GSA Connects 2021 in Portland, Oregon

Paper No. 8-10
Presentation Time: 10:30 AM

DISSOLVED SILICA DRIVEN RAPID PRECIPITATION OF CAP CARBONATE DURING DEGLACIATION OF THE MARINOAN SNOWBALL EARTH


FANG, Yihang, Department of Mineral Sciences, National Museum of Natural History, Smithsonian Institution,, 10th St. & Constitution Ave. NW, Washington, WI 20560; NASA Astrobiology Institute and Department of Geoscience, University of Wisconsin-Madison, 1215 W. Dayton street, Madison, WI 53706 and XU, Huifang, NASA Astrobiology Institute and Department of Geoscience, University of Wisconsin-Madison, 1215 W. Dayton street, Madison, WI 53706

The Snowball Earth (SE) Event is one of the most prevalent hypotheses used to explain the evidence for globally distributed ice sheets at the end of Neoproterozoic. The SE contemplates a stable frozen Earth from the runaway ice-albedo effect. The SE event eventually ended with intensive deglaciation from the accumulated high pCO2 levels. We used a geochemical model that integrated the carbon, silica, calcium, and magnesium cycles to understand changes in sedimentary mineral depositions and ocean chemistry during and after a Snowball Earth event. Intense chemical weathering in response to the extremely high levels of pCO2 at the beginning of deglaciation delivered an immense amount of calcium, magnesium, and dissolved silica into the ocean resulting in a spike of dolomite, as "cap dolostone", and silica deposition.
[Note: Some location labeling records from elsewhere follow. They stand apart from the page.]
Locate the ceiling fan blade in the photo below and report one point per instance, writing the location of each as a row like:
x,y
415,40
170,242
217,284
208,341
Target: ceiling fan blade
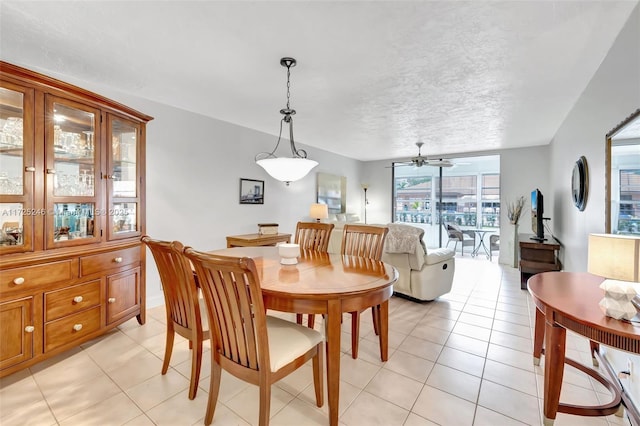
x,y
440,163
Previous models used CaCO3 to calculate the carbonate precipitation due to an insufficient understanding of dolomite precipitation criteria and rates. Our previous work demonstrated that dissolved silica could promote precipitation of disordered dolomite at room temperature, where Mg incorporation in Ca-Mg carbonates are positively correlated with dissolved silica levels. By incorporating the magnesium cycle and coupling dolomite precipitation with dissolved silica levels, we proposed a geochemical model to estimate the occurrence and duration of the post-glacial dolomite burial. This geochemical model also provided constraints on the relative intensity of silicate versus carbonate weathering based on the appearance of cap dolostone during deglaciation and the amplitude of pH change. These results are consistent with the geological observation of globally distributed cap dolostone and chert from the post-Marinoan period.